Tasmania cooling off period
Buyers have no statutory cooling-off periods unless stipulated in the contract.
Northern Territory cooling off period
In the NT, buyers are provided with a four-business days cooling-off period.
It’s important to understand what cooling-off period rights are applicable in your state when selling or buying property and any additional requirements for the sale to be legally binding.
You may also find the following related articles interesting:
- Auction or Private Treaty
- Photography Tips for Selling your Property
- Marketing – What are the Options when Selling your Property?
FAQS:
What is the difference between a conditional offer and an unconditional offer?
A conditional offer is an offer to purchase a property that includes certain conditions, such as the buyer’s ability to obtain financing or the successful sale of their current house before they can finalise the deal. An unconditional offer, by contrast, does not include any special conditions and must be accepted without modification for it to be legally binding. The seller may accept an unconditional offer without any further negotiations; however, there are risks involved in this method.
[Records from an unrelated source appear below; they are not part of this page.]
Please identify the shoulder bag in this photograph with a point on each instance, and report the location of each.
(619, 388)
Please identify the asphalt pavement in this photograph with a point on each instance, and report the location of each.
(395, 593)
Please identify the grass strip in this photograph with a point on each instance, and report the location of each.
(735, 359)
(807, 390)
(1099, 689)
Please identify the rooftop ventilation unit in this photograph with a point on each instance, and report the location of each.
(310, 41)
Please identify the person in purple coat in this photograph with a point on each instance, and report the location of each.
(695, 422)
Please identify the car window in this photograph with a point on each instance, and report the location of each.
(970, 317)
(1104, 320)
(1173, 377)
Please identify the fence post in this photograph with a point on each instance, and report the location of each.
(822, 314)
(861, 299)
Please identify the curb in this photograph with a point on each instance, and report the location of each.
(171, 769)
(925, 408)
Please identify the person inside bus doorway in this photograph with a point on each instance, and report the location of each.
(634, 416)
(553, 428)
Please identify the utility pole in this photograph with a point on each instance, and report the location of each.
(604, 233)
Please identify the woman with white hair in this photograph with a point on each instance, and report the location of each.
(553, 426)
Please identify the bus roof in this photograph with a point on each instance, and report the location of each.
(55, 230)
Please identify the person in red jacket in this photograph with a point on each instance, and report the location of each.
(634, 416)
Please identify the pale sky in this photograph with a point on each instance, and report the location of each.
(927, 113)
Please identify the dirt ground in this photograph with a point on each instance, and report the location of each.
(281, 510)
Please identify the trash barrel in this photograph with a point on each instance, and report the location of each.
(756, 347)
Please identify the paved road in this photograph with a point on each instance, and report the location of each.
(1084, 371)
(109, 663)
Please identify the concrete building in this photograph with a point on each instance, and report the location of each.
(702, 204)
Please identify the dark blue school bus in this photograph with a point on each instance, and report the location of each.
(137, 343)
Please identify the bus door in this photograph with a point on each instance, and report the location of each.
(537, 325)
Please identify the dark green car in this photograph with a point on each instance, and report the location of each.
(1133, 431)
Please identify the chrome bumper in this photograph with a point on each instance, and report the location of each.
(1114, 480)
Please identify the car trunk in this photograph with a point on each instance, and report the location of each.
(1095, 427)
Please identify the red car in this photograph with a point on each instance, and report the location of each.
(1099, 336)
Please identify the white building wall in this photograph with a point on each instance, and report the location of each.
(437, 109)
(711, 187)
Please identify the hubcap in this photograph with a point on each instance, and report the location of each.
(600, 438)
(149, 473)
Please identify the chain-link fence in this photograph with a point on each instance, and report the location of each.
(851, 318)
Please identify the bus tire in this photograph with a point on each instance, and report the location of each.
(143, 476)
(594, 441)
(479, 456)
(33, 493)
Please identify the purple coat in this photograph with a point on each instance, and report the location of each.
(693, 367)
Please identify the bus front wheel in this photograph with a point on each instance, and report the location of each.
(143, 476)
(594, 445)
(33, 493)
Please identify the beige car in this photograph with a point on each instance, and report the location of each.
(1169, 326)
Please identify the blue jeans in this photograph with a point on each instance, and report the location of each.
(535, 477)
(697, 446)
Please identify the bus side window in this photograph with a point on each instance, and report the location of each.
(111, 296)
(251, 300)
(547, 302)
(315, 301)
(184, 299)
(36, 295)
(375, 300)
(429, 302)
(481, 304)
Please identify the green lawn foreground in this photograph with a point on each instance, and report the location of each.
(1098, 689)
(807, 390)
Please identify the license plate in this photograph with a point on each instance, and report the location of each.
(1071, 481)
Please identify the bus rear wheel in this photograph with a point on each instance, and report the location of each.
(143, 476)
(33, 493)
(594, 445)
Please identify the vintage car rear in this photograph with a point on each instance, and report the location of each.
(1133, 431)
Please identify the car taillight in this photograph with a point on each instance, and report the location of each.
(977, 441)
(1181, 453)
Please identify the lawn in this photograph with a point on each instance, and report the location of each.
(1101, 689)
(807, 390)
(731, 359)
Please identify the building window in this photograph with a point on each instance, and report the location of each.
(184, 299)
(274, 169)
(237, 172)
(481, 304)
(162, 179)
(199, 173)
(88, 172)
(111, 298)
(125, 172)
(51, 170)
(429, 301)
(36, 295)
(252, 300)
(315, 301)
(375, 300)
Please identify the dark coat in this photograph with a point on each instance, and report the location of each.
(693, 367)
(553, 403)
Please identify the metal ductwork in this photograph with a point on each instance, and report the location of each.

The buyer may not have the financial means to complete the purchase, or they may decide to withdraw from the agreement after the cooling-off period. Both parties must be fully aware of their rights and obligations before entering into any binding contract.
What is a private treaty?
A private sale, also known as a private treaty sale, is where the seller sets the purchase price for their property. This is often done after working alongside a real estate agent or seller’s agent with expertise in selling property and in-depth market knowledge.
The real estate agent will then start to market the property. Potential buyers can make an offer to purchase the property at the current asking price or negotiate a different price with the seller. The seller can review any offers and then decide whether or not to accept one of them under a private treaty.
When does the settlement period begin?
The settlement period begins on the date specified in the contract, which is usually 30-90 days after the buyer signs the contract.
During this time, the buyer may complete any financial obligations and arrange for inspections of the property to be completed before signing off on the final paperwork. The seller will also begin preparing for the transfer of ownership, including preparing documents such as title deeds and transfer documents.
Once all the steps are complete, the settlement period is finished, and the legal title to the property transfers from the seller to the buyer. The date of completion should be clearly stated in the contract, so it’s important that both parties understand this process before signing any documents.